The fight between feeling that to know things was an adventure, and wanting to lessen things, was in me as a child. At camp, I loved sleeping under a sky full of stars and learning to recognize constellations. But for the most part, I used what I saw as secure—my family—against venturing out. I remember bouts of homesickness at camp: the pathetic picture of myself stranded among strangers, hundreds of miles from our comfortable Manhattan apartment.
Yet I spent a good deal of time in that apartment daydreaming about being away from what I saw as humdrum confinement. I looked forward to bedtime when I would go over adventures I had made up: involving an unlimited supply of candy in a compartment in the wall, and later, boys who unfailingly told me how wonderful I was. I felt, why should I knock myself out over boys like other girls, when it was so much easier to have a boyfriend in my mind?
I thought I was pretty smart having an inner world where I managed everything, but I began to have fears—for example, of being stuck in the elevator, and of dying at the age of 21. On several occasions—in a movie theatre, in a restaurant, and after two weeks of being away at college—I panicked and ran back to my parents. I felt like a failure.

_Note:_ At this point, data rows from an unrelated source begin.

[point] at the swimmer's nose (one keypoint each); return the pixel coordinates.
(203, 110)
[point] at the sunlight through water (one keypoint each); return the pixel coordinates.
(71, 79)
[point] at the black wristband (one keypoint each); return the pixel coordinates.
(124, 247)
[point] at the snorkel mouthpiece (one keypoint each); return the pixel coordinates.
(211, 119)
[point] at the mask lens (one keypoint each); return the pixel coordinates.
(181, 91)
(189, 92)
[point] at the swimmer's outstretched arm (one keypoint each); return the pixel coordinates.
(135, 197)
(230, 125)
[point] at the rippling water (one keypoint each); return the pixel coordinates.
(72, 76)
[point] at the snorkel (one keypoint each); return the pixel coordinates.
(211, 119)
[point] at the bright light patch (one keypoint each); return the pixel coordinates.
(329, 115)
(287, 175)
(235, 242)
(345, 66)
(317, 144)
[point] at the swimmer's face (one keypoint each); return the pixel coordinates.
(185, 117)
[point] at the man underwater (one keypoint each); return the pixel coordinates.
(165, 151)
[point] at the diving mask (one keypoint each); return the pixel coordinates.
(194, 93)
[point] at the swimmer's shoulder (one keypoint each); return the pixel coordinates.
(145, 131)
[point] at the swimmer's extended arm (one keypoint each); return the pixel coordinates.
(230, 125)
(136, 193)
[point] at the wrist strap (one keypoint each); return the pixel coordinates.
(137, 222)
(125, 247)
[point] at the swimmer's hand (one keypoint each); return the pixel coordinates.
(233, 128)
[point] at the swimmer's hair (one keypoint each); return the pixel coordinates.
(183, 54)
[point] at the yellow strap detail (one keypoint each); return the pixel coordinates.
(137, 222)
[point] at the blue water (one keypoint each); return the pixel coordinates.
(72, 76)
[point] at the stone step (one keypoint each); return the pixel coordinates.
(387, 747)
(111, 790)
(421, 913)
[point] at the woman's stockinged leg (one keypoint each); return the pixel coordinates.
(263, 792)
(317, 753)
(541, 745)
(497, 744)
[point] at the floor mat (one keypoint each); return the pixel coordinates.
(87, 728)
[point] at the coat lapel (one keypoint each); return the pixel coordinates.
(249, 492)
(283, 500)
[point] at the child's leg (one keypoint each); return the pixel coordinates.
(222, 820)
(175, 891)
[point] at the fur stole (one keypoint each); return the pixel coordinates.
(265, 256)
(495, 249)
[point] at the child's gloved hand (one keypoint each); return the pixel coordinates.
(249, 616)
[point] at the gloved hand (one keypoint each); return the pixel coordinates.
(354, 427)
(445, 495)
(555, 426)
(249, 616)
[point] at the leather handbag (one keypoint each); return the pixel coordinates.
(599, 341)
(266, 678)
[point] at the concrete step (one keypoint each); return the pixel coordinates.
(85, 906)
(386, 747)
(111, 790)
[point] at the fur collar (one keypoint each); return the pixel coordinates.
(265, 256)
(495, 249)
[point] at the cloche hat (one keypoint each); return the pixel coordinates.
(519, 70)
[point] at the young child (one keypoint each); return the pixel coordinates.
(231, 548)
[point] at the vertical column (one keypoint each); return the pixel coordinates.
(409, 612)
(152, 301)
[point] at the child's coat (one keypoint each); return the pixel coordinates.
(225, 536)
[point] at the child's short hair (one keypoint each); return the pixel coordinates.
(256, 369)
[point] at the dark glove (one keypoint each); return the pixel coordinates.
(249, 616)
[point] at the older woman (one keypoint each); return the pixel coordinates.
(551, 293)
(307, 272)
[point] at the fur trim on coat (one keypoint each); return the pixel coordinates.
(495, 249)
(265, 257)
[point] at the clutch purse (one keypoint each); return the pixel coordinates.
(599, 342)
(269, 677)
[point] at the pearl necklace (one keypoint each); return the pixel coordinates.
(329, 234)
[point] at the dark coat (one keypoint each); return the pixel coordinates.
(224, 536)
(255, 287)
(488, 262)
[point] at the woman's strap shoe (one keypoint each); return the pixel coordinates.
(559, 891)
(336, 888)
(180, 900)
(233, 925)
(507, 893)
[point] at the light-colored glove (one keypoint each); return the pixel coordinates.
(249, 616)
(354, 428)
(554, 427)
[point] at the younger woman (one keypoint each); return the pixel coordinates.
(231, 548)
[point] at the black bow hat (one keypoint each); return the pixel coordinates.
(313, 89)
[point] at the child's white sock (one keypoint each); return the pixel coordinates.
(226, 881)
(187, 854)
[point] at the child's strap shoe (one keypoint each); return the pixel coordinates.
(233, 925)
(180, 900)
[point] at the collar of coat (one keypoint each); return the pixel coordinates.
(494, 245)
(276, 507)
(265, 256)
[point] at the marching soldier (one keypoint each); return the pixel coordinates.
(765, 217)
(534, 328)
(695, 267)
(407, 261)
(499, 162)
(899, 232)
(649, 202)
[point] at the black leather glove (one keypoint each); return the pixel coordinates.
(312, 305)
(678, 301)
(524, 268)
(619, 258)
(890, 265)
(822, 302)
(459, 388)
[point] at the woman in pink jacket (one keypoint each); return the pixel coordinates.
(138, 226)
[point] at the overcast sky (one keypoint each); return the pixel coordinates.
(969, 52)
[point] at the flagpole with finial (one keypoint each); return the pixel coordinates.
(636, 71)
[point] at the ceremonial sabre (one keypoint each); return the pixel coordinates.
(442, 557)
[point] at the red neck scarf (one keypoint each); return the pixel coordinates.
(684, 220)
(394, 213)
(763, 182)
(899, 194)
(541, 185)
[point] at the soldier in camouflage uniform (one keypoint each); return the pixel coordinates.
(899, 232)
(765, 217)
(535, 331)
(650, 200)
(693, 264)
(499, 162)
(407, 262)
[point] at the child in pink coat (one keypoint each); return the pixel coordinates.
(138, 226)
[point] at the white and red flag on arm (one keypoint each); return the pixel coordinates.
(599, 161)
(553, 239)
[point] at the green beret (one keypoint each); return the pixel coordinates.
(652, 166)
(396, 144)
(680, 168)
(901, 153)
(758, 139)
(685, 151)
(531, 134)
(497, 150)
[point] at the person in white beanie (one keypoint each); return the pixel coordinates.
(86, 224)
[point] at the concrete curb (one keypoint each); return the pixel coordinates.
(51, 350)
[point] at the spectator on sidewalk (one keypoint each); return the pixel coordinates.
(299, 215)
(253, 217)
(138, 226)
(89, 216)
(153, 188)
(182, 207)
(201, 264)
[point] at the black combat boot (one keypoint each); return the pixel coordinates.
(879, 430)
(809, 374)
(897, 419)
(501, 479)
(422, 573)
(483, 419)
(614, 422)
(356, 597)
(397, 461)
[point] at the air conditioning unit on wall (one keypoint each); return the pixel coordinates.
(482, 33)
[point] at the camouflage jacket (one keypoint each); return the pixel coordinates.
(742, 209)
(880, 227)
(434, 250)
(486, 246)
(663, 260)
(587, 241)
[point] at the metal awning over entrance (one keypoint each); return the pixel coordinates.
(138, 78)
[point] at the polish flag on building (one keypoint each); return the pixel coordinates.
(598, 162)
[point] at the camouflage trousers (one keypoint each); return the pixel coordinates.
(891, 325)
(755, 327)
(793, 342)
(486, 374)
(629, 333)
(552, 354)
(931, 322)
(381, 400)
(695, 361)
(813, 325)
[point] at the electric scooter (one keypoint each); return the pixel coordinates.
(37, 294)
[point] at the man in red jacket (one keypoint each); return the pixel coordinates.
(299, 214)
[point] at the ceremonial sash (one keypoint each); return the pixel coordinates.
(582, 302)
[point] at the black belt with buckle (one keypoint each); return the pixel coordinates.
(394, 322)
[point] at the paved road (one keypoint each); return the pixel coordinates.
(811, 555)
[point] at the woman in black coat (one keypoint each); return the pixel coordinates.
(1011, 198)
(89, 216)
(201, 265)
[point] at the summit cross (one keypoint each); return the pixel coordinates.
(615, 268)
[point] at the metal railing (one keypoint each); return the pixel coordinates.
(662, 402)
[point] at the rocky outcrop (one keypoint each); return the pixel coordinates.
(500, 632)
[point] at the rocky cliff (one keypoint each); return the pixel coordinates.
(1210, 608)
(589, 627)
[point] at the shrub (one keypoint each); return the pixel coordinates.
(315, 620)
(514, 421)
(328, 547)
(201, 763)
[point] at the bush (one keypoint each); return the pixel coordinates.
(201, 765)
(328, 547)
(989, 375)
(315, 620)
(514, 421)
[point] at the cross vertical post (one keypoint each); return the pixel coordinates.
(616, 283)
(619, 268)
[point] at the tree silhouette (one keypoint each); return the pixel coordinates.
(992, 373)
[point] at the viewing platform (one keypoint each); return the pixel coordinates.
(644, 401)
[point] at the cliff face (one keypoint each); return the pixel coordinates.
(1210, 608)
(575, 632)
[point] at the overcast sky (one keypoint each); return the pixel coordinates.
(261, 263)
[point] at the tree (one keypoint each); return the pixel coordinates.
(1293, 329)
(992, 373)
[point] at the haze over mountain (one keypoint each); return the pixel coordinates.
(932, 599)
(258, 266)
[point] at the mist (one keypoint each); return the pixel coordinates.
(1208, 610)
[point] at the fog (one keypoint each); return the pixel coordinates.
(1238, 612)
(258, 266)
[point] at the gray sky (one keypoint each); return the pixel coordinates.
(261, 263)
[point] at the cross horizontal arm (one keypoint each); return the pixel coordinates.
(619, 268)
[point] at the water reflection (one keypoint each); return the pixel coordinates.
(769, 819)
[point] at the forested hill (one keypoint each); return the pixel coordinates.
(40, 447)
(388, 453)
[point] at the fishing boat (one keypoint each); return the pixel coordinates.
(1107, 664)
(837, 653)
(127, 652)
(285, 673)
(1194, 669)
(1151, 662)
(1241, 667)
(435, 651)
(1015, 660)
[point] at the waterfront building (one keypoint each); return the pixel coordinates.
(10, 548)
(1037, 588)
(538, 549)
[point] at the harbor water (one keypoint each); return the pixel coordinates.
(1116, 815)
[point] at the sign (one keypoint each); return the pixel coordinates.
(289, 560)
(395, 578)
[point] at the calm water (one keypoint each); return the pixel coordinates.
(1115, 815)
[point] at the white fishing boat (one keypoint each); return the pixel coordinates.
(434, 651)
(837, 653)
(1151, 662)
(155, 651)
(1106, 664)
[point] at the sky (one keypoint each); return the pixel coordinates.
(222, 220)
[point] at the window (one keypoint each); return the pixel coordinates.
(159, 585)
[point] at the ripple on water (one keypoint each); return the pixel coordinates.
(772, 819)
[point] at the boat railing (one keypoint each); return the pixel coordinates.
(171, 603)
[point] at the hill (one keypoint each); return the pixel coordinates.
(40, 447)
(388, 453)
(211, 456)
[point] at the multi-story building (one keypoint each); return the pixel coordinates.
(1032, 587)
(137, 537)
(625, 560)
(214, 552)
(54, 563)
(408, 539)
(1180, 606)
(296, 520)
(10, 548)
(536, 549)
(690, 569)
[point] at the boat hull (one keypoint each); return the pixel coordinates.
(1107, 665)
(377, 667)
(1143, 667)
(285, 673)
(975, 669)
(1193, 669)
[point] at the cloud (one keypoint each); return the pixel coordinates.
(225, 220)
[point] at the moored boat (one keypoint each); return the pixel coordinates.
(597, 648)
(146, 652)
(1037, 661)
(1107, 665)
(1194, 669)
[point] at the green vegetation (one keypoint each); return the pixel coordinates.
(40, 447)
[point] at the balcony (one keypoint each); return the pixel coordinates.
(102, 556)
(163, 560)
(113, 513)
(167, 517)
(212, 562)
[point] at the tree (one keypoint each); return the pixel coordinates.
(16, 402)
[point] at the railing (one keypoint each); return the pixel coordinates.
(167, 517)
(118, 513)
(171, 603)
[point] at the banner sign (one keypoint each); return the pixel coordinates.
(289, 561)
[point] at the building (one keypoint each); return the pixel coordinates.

Then, at 18, my whole life changed when I began to study Aesthetic Realism. In my first consultation, as I spoke in a voice barely audible, shrugging my shoulders with nearly everything I said, my consultants asked, “Do you think if you show anything has meaning for you, you will be a nothing?” And they said, “You think the less you like the world, the more you take care of yourself. Aesthetic Realism disagrees: it says the more you like the world, the more you will like yourself.” I began to learn that the reason I was so fearful—and it is a beautiful fact—was that I was making less of the world, having contempt for it.
Studying Aesthetic Realism, I felt I was opening my eyes on a new world as I learned I was related, through the opposites, to everything: a tree on 53rd Street; Dickens’s character Uriah Heep, who clutches himself greasily as he plots against people; a girl in Shanghai. I was having large feelings about the bustling world I was glad to be part of! My consultants asked, “Do you think you are living with more of yourself than once? Are you nose to nose with reality?” Yes!
In a discussion about love, Mr. Siegel explained: “If we have an unconscious limitation on how much we want to love the world, we are unable to love a person. If we hate New York, we’re not going to love 14th Street. Love is the unlimited possibility of becoming wholly oneself through what is not oneself.”
This is what happened to me as I came to know, fell in love with, and, four years ago, married Joseph Spetly. I was once a woman who ignorantly felt she was both too good for and not fit for any man. Now, what happiness it is to feel that essential for my very life are Joe’s thoughtfulness and strength, humor and criticism, depth and liveliness, imagination and logic. I am so grateful Joe and I, and also my mother, Sarah Weiss, are colleagues studying together in Aesthetic Realism classes taught by Ellen Reiss. These classes embody the feeling of adventure and security all people want, as we see the principles of Aesthetic Realism explain any occurrence in the world and the depths of people’s feelings!